What I do take issue with is the claim that there is a strong commonality between unstructured natural language data management and structured NLIDB, besides processing natural language in one form or another. To query databases, the user is limited by what has already been deemed to be the universe of retrieval by the database designer. So, for all intents and purposes, an NLIDB has to use the formal query language as its meaning representation (page 102). Trying to inject multipurpose parsing techniques or even machine learning seems to be overkill and is bound to introduce further complications (for example, ambiguities, divergent interpretations), considering that there is only one structure that is targeted: the query language of the database. Directly parsing natural language queries into structured query language (SQL) was first done successfully in a product called a natural language query (NLQ), the first commercially available natural language interface for Oracle.

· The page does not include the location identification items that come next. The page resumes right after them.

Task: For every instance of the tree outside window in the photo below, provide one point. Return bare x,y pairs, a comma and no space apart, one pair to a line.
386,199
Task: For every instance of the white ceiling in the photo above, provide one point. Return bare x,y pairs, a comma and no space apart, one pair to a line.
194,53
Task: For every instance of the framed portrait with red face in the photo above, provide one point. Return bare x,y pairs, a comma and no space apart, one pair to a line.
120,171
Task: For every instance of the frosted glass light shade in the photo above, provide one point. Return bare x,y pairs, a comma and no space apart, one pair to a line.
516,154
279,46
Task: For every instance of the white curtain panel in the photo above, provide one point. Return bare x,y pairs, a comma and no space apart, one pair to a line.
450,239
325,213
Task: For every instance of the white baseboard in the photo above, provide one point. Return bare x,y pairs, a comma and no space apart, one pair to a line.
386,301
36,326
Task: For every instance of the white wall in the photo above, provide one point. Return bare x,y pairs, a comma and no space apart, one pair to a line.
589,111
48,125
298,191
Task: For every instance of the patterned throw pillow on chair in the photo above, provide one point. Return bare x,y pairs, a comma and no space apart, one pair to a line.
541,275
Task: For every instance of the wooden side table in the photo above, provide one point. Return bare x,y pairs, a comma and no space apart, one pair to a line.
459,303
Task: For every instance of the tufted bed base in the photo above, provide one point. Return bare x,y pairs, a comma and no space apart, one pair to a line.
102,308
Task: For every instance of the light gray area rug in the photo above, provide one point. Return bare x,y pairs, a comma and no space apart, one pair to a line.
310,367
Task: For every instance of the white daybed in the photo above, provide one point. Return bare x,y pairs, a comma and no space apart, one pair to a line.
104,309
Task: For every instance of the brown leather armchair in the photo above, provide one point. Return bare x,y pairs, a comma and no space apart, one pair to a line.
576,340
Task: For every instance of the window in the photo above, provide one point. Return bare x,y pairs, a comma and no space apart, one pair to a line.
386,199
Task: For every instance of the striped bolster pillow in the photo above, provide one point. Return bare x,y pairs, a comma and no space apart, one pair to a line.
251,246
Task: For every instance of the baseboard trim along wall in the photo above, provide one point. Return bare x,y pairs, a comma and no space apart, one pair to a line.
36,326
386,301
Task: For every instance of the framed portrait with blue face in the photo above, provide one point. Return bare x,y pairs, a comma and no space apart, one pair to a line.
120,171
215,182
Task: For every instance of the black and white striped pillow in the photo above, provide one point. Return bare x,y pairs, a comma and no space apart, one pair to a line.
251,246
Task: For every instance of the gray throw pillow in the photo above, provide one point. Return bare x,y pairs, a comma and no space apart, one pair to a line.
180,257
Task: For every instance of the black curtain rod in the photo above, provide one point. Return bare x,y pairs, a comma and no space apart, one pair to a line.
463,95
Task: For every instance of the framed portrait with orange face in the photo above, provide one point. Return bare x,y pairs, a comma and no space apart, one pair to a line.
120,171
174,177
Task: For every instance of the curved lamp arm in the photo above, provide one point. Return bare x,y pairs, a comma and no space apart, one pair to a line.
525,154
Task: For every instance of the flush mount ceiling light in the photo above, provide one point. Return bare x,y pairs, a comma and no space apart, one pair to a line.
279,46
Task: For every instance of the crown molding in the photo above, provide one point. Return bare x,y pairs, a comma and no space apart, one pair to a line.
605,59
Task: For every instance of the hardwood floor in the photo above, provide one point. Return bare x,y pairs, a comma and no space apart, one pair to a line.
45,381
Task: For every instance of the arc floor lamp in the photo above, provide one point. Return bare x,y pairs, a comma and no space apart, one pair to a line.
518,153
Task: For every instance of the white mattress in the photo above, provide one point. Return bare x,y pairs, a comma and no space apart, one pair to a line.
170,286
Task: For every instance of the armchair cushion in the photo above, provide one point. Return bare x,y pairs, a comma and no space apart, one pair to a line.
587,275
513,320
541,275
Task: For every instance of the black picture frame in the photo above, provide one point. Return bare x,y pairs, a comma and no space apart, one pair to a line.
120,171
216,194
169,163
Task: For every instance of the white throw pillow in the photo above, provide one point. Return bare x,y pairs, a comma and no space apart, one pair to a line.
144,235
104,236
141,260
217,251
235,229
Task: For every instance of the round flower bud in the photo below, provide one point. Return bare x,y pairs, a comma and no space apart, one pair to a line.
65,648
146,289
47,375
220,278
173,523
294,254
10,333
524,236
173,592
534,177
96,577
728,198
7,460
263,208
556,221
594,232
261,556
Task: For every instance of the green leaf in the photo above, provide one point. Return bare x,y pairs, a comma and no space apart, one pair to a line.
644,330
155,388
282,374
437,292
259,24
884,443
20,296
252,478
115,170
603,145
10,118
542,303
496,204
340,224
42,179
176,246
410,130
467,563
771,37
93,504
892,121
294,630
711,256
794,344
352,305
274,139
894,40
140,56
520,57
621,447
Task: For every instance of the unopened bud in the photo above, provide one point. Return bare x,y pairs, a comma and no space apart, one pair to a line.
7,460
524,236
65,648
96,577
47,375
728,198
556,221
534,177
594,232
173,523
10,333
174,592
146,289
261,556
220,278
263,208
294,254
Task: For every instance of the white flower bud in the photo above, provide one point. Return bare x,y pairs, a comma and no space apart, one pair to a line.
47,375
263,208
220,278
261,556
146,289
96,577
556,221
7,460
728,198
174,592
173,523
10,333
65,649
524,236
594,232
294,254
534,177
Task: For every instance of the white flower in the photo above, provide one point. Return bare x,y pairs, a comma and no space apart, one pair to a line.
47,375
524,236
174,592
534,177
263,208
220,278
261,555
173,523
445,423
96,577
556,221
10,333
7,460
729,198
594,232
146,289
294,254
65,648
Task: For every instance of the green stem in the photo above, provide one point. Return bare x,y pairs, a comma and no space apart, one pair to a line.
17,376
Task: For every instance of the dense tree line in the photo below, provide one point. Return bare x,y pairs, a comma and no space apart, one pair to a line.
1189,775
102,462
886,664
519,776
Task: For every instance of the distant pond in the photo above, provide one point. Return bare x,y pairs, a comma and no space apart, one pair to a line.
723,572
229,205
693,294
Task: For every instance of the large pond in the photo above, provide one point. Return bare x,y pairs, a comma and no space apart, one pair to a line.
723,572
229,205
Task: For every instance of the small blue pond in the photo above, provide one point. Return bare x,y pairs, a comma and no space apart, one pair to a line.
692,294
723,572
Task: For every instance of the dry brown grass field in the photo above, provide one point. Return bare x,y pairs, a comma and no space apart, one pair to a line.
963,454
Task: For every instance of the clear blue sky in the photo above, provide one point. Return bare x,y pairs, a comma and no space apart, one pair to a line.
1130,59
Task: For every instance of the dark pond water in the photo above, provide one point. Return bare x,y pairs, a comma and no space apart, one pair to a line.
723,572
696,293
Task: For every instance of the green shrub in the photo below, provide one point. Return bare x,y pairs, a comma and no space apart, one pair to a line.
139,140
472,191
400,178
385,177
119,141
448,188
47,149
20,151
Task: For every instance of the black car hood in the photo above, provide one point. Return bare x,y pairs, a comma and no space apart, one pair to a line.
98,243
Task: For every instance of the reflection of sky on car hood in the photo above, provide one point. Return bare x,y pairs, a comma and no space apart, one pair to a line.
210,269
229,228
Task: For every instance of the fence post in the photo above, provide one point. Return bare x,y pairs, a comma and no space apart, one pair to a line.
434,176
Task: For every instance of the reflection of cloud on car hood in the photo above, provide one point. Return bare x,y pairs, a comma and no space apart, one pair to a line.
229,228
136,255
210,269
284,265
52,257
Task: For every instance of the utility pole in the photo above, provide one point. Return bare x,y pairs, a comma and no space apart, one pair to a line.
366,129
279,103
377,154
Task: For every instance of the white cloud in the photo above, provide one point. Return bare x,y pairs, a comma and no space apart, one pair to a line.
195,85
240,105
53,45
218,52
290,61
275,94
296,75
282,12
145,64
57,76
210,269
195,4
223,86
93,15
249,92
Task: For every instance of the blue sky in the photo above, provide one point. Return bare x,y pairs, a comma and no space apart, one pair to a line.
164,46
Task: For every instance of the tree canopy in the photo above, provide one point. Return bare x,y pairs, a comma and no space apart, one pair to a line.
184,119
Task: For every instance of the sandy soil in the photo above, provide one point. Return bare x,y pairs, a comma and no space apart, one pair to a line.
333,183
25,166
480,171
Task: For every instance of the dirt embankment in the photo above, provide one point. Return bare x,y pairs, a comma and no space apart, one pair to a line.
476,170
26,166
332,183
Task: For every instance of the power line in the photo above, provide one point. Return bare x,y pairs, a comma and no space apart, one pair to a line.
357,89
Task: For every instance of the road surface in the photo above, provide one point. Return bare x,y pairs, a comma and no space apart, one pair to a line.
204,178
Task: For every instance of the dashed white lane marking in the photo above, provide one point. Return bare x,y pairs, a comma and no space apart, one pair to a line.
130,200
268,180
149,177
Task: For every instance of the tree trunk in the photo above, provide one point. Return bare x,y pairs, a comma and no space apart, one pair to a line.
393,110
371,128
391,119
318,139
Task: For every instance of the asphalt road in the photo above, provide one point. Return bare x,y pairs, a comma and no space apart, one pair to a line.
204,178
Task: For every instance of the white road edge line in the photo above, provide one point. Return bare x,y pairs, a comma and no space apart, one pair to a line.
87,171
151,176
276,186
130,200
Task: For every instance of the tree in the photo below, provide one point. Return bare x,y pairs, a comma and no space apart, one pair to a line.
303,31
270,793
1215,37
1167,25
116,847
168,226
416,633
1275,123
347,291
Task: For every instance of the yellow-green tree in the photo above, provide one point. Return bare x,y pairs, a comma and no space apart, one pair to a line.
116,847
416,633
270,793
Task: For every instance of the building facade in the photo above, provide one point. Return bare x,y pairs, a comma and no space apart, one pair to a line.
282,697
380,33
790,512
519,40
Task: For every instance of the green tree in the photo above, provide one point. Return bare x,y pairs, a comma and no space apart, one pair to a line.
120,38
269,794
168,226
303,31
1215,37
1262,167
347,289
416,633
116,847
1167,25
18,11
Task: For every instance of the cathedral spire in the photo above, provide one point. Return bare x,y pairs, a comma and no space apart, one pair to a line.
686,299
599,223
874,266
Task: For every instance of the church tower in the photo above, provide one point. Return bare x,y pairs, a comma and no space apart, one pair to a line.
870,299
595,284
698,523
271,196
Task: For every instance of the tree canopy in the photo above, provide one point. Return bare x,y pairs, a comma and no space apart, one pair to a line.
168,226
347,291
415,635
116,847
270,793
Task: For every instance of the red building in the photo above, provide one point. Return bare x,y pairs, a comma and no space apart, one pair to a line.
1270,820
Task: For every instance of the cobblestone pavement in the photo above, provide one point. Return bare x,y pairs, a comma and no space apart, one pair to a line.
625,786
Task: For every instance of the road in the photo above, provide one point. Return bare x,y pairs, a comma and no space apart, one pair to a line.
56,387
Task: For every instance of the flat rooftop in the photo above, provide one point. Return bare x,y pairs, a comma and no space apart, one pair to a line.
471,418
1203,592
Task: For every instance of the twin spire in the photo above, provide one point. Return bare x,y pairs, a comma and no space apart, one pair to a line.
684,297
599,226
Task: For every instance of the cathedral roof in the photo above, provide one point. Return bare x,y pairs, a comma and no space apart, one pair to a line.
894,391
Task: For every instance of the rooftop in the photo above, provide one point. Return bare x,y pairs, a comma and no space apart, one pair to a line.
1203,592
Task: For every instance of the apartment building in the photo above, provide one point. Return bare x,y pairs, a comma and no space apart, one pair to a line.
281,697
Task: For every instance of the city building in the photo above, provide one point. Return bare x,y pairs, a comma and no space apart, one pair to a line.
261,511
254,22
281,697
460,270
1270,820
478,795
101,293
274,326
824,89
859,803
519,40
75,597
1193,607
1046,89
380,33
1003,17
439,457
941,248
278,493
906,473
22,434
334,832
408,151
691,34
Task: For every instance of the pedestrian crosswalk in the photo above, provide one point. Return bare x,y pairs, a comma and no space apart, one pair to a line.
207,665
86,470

On a more philosophical note, even though the authors make reference to the bag-of-words model (pages 35 and 38), they never discuss its importance. Zellig Harris’ dictum that “language is not merely a bag of words but a tool with particular properties which have been fashioned in the course of its use”  gave rise to the two major schools of thought in NLP, when it comes to how to treat linguistic data. Proponents who agree with Harris favor a top-down approach in line with a more structural analysis of linguistic data: parsing, morphology, and semantics. On the opposing side are the statisticians who claim that all there is are “bags of words” that can be analyzed statistically and without regard for any linguistic structure. In fairness to both sides, it may well come down to what the purpose of NLP in a given domain is, and why the use of natural language is necessary and useful in the first place. Focusing on a particular domain and sublanguage is an issue the authors mention only in passing (page 32); however, the topic is worth further discussion. Sublanguage research demonstrates how domain-specific parsing can naturally constrain ambiguities and simplify knowledge representation and query success .
Readers of this monograph are rewarded with solid information about NLP tools and methodologies when it comes to natural language data management and NLIDB. As long as they keep in mind that there are significant differences with how to apply NLP in structured versus unstructured data repositories, this book enables them to start applying NLP in practice and in theory.